Guitar teaching is also about:

  • Training your students to practice correctly (a great guitar teacher knows how to train them during their guitar lessons), so they see consistent progress and feel motivated to practice guitar on their own in between guitar lessons.

    Most guitar students are not lazy. They simply never learned how to practice the right way (right in their guitar lessons with an expert guitar teacher)... this is why most don't practice as much as they should.

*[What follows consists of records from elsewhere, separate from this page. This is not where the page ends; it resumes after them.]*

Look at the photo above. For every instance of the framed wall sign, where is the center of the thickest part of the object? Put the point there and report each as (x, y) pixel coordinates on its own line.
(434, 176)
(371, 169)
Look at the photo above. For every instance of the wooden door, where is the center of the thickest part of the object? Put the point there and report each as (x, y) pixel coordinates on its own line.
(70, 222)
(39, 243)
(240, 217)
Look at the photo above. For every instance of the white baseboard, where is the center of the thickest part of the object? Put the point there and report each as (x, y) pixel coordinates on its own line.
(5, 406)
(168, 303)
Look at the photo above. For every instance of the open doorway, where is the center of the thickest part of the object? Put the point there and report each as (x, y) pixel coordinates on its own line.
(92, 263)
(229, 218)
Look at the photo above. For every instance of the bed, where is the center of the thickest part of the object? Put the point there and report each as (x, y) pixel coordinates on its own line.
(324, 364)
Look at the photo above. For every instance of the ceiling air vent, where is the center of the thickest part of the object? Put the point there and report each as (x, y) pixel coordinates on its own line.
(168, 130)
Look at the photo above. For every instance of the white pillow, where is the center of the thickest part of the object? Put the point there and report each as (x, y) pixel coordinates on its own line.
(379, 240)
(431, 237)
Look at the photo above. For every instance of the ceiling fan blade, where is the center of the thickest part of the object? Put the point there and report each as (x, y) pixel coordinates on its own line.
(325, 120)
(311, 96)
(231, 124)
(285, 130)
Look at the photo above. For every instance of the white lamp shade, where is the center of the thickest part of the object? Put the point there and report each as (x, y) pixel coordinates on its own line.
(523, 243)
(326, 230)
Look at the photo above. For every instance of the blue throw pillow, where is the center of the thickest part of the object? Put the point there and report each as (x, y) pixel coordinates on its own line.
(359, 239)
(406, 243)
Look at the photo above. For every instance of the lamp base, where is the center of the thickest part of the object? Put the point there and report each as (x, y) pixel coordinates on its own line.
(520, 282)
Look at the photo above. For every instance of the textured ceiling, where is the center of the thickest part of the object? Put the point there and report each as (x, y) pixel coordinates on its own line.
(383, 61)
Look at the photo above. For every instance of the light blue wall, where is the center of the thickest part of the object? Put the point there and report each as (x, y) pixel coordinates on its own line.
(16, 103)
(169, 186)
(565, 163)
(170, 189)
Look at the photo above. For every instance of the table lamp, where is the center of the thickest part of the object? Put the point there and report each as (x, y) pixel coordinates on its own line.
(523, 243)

    This means you have an opportunity to help your guitar students in ways an average guitar teachercannot (more on this below). Plus: your job as a guitar teacher becomes way easier once you get good at this.
     
  • Becoming not just a guitar teacher, but a guitar coach to your guitar students and motivating them to believe in their musical potential, so they consistently do what you tell them to do. (You can do this both during their guitar lessons and in between their lessons.)

    This is the hardest guitar teaching challenge for your average guitar teacher. Without this coaching (which ought to be part of all great guitar lessons), your guitar students lose their motivation, stop believing in their own potential and in you as their guitar teacher... and when that happens - guitar students quit.

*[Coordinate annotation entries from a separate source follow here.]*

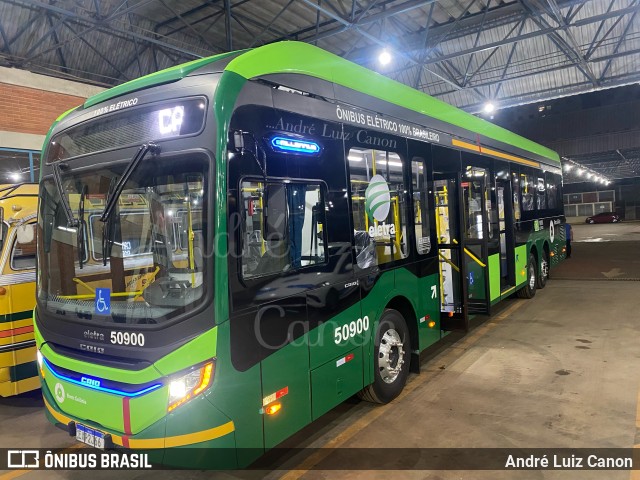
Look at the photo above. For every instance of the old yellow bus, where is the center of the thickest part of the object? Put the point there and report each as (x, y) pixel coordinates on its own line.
(18, 367)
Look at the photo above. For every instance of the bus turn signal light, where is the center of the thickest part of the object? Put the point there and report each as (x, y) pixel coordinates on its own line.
(273, 408)
(183, 389)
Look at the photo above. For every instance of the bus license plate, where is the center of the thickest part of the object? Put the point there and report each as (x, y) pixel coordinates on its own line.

    The better you are at training your guitar students to practice and keep a positive mindset, the longer your guitar students stay with you, the happier they feel about your guitar lessons, and the more successful you become as their guitar teacher.

Check out this video to see how to become a better guitar teacher and train your guitar students to make rapid progress in their playing:
 


Guitar teaching is the process of communicating knowledge and musical concepts to your students. Training and coaching are about helping your guitar students understand, apply and integrate their knowledge. All of this should happen during your students' guitar lessons.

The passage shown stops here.